Canción sin nombre
“Quizá sean los incesantes aporreos a una puerta cerrada y un aullido de mujer los que mejor representan la desigualdad de nuestro mundo, pero también nuestras reservas de rebeldía y resistencia”.
Hay historias que por no compartir la misma épica de gestas sociales y políticas, pasan dolorosamente desapercibidas. Ese ha sido el destino de gran parte de los relatos que han tenido que ver con las mujeres, por no responder a las lógicas masculinas de la guerra. También aquí en el Perú, en el relato de los años del fuego cruzado entre Sendero Luminoso y las Fuerzas Armadas y, posteriormente, al documentar la dictadura de Fujimori, ha sido un proceso largo y reivindicativo poner en el mapa, por ejemplo, los casos de mujeres indígenas violadas durante el conflicto o a las esterilizadas sin su consentimiento. Nuestro cine también se ha propuesto contar esas vidas desaparecidas de la historia oficial. Y desde hace un tiempo lo ha empezado a hacer desde la mirada de mujeres cineastas comprometidas con esa memoria invisible. La directora Melina León lo ha hecho desempolvando para su película Canción sin nombre la investigación trunca sobre el tráfico de bebés robados a jóvenes mujeres sin recursos, que el padre periodista de la cineasta cubrió cuando en los medios solo se hablaba de crisis económica, terrorismo y represión.
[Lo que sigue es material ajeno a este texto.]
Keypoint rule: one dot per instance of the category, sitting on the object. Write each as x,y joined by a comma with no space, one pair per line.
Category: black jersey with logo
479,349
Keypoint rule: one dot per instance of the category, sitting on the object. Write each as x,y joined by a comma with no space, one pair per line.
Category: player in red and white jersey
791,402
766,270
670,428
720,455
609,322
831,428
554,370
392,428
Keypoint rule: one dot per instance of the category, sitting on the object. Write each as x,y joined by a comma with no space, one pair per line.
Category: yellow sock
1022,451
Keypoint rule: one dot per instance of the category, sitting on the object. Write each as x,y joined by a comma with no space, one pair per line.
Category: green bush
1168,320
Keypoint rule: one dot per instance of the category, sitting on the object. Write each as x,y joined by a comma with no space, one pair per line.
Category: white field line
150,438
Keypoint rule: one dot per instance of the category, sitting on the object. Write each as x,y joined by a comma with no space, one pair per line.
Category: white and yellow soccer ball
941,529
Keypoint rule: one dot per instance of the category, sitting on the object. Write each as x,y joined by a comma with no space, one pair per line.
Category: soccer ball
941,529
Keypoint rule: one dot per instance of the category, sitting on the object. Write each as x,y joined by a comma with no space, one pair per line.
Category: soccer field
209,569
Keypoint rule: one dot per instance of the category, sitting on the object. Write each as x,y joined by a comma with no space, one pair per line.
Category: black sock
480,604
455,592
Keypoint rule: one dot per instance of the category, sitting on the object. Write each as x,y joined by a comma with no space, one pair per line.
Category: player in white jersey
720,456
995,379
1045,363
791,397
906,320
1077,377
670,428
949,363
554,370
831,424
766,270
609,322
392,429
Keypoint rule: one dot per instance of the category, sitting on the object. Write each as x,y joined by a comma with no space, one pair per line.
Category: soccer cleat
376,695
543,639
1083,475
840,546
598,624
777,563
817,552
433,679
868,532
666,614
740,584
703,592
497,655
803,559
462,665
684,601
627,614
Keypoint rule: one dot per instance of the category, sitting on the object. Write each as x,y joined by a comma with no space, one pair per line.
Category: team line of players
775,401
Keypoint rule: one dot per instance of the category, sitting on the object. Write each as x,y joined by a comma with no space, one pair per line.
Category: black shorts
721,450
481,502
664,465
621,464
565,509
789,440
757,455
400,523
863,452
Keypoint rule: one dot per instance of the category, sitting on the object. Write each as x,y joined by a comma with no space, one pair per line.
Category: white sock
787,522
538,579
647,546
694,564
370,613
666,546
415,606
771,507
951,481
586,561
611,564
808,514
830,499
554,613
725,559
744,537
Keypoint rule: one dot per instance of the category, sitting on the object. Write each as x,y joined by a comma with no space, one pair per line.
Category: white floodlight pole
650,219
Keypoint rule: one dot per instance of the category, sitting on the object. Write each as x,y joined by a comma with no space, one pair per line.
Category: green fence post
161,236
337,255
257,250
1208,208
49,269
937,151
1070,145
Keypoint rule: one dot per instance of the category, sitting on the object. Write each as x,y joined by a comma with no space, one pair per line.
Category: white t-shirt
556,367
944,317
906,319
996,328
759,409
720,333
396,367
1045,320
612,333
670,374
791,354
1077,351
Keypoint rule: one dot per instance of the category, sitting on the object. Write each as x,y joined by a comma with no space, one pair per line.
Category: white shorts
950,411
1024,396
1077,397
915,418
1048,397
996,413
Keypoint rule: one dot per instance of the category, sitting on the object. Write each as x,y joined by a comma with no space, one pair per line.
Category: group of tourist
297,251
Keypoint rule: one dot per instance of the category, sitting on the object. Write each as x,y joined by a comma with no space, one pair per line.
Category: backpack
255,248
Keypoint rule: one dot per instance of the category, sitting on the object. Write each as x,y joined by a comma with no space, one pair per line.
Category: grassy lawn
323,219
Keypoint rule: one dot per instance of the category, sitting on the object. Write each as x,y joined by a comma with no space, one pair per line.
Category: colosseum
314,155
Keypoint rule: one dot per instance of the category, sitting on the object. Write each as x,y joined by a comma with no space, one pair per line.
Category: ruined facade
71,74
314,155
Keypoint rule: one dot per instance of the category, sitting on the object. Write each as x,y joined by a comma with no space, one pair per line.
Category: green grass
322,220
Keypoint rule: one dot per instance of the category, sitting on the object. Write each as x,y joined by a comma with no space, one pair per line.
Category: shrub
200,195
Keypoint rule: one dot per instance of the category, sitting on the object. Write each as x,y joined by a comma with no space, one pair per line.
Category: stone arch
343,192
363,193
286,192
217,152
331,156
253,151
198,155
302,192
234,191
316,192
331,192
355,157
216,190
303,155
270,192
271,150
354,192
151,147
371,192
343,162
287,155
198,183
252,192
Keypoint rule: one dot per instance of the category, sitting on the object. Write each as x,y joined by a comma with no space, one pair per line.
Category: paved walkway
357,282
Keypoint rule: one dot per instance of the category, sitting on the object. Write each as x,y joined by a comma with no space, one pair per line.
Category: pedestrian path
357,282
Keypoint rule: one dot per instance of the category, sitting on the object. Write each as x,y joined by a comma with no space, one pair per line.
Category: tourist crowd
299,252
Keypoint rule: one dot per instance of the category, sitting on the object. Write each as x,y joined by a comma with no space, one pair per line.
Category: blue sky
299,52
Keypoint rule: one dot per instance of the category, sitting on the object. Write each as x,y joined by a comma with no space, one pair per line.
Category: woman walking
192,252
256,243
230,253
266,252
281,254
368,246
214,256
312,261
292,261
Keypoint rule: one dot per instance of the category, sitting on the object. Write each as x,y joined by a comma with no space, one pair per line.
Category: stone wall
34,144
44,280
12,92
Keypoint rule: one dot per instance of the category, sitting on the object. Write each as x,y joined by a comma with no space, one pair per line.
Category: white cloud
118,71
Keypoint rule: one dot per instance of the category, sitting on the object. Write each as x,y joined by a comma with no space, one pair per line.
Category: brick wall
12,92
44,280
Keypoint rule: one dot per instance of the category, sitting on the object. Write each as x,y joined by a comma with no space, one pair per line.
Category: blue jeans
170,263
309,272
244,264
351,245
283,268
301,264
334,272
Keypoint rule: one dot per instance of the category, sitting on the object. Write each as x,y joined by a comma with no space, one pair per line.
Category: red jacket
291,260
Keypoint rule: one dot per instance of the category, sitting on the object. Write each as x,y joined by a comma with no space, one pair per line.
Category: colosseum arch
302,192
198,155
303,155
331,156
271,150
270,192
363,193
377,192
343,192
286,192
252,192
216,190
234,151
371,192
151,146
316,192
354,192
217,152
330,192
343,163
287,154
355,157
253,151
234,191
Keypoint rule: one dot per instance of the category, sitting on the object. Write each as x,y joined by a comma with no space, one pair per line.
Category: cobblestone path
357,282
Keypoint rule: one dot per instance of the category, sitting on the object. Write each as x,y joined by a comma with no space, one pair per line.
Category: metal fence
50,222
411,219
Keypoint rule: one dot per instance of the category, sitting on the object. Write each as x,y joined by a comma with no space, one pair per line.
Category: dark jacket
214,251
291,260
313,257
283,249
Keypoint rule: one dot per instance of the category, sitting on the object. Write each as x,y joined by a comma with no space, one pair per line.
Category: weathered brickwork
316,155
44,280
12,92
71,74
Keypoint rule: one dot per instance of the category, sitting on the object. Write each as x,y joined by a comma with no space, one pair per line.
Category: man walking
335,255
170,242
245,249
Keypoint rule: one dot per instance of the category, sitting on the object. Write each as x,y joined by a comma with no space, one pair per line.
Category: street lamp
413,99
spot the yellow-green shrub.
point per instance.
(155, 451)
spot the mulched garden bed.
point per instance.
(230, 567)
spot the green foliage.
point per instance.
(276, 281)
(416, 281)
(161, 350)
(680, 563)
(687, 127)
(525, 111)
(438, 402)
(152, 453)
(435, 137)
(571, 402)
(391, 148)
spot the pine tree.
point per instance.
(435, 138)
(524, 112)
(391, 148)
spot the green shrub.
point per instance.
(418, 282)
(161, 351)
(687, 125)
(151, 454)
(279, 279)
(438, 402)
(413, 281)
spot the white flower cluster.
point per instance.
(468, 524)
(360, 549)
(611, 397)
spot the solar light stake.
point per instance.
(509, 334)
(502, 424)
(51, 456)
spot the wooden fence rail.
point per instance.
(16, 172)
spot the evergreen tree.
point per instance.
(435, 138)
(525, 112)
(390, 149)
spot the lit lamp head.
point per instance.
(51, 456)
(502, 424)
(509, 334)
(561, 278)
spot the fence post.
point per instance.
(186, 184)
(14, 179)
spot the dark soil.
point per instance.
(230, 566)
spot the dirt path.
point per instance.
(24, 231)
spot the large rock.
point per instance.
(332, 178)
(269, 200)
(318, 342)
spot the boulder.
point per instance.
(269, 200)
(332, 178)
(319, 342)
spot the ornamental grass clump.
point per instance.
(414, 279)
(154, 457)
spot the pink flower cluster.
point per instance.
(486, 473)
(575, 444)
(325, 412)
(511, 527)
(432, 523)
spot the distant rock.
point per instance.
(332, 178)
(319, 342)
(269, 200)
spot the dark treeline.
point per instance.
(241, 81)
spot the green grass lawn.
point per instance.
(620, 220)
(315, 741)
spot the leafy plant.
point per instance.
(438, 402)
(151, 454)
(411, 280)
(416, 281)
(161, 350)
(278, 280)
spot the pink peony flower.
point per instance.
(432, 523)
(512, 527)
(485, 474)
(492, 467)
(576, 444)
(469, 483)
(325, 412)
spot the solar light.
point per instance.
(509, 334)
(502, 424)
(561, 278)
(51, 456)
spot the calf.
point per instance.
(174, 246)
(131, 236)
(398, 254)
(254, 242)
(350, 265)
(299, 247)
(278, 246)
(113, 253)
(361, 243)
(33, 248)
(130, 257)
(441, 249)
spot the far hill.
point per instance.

Pero es el clamor ahogado de Georgina, brillantemente interpretada por Pamela Mendoza, lo que reclama el centro de la ficción, un cuerpo despojado que debe recorrer un atroz arenal con el vientre y los brazos vacíos en una clara metáfora de lo que será su vida, un camino de obstáculos e injusticias. Cada lenguaje, de la fotografía en blanco y negro (Inti Briones) a la música (Pauchi Sasaki), se pone al servicio de esta narración preciosista, lírica y contenida de nuestra impotencia. Quizá sean los incesantes aporreos a una puerta cerrada y un aullido de mujer los que mejor representan la desigualdad de nuestro mundo, pero también nuestras reservas de rebeldía y resistencia.